Conservatives dismissed the proposal as a stunt that would do nothing to make the Senate more accountable to voters. New Democrats accused Mr. Trudeau of trying to distance himself from the fallout of a looming audit into senators' expenses. And senators, who began the day as Grits and ended it as outcasts, responded with a roller-coaster mix of confusion, disappointment and unflinching support.
First, the politics. It would be impossible for either the Harper Cons or the Mulcair NDP to do anything other than criticize Trudeau's proposal. In the charged climate of today's politics, that's just how the game is played. You attack your opponents and everything they do and then try to make yourself look as different as possible.
What else can you do, right? If you don't play the game, the game plays you.
Mulcair's position is the easier one - he (and a faction of his Party) have a long tradition of looking for conspiracies. It's Team Harper that has the harder confabulatory knot to tie; they're supposed to be the Party in favour of less control and more independence in society, although their internal practices with the Senate, their Caucus, the bureaucracy, even foreign players has been anything but.
However there's more to this decision than just the politics of positioning. By "cutting loose" his Senate Caucus, Trudeau has shrunk the size of the team that is directly accountable to him. Unlike Nigel Wright and Mike Duffy, Trudeau and his team no longer have the ability to call Senators onto the carpet and give them hell for going off-message or acting inappropriately. They can no longer leverage those Senators for fundraising, TV spots or as a second-tier of legislative manipulation.
It's possible Team Trudeau has made a calculated move to distance themselves from future revelations on the spending scandals, but honestly, who cares about that? Politics is about winning big and consolidating control. The theory is that with absolute power comes the ability to spin away any potential challenges.
This is what Harper's been building towards since he became Leader of the Conservatives. It's also why Harper keeps walking into political rakes; his control has come at the expense of constructive criticism, innovative solutions and flexibility.
Although he's earned grudging respect from some and absolute admiration from others for his functional fixedness, ability to weather scandals and iron-fisted control of his Caucus, Harper has always done so at the expense of his principles (transparency, openness, accountability, independence) and his people (staff, Caucus members, Senators, bureaucrats, veterans, etc).

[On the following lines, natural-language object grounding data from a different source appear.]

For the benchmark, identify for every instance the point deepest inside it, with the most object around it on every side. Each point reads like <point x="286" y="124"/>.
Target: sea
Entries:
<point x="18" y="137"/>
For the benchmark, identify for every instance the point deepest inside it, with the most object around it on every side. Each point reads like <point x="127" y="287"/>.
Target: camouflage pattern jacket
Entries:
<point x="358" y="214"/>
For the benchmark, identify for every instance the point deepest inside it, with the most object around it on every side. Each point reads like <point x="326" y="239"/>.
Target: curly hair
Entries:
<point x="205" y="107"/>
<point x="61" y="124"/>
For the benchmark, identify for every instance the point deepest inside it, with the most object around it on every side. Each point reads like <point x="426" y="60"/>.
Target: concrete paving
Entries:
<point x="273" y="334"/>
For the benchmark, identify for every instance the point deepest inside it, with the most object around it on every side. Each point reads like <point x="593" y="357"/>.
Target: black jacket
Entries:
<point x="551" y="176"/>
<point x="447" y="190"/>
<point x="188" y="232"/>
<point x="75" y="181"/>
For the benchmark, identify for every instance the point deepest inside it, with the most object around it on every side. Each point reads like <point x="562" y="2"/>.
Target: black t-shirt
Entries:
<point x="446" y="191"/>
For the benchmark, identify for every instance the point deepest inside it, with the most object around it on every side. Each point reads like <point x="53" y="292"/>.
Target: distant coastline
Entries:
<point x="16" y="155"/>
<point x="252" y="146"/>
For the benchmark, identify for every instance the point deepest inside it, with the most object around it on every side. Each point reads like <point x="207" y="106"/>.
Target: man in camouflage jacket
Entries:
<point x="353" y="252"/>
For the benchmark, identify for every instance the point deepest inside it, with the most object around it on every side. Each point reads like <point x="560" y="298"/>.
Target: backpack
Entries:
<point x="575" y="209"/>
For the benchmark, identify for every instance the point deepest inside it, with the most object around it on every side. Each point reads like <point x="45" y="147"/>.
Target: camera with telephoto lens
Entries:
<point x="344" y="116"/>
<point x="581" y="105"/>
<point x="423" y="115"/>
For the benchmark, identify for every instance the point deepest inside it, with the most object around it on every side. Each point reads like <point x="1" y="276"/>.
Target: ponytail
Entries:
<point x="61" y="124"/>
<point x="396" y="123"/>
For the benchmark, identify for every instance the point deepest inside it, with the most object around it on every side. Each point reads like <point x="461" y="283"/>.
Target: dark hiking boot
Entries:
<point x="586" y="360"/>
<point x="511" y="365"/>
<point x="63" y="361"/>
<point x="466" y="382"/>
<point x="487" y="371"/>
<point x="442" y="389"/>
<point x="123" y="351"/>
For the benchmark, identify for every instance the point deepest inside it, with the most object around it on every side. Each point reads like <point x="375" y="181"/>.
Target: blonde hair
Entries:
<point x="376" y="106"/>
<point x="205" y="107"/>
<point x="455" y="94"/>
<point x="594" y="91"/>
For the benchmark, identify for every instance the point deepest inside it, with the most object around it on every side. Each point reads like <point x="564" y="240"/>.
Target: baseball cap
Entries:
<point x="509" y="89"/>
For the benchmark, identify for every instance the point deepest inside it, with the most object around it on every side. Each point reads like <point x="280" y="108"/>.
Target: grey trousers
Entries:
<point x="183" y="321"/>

Stephen Harper is the epitome of that peculiar breed that dominates our national landscape - the political survivor. He always comes out on top.
What he isn't, though - and never has been - is a leader.
Leadership, like shame, is a concept that we've lost in Canadian politics. True leadership isn't about coming out on top, about bending other people to your will through intimidation or encouraging small thought and in-fighting to protect one's own standing.
Colin Powell puts it best: command is lonely.
Partisan politics may be about numbers - number of memberships signed, dollars raised and doors knocked on. When you put all that stuff first, it's easy to come to the conclusion that it's the team's responsibility to protect their boss through their labour, money and where necessary, by falling on their swords. Again, that's how it's been done in Canadian politics for ages.
Leadership isn't about numbers; it's about vision, example and empowerment. Where do you want to go? What are you willing to do go get there? Why should we follow you?
By dismissing a reliable source of bought loyalty, Trudeau has taken the burden to follow off of Liberal Senators and taken on the responsibility to lead.
We don't have much to go on with the Liberal Leader - but with moves like this, we're seeing hopeful indicators that just maybe he truly understands what leadership means.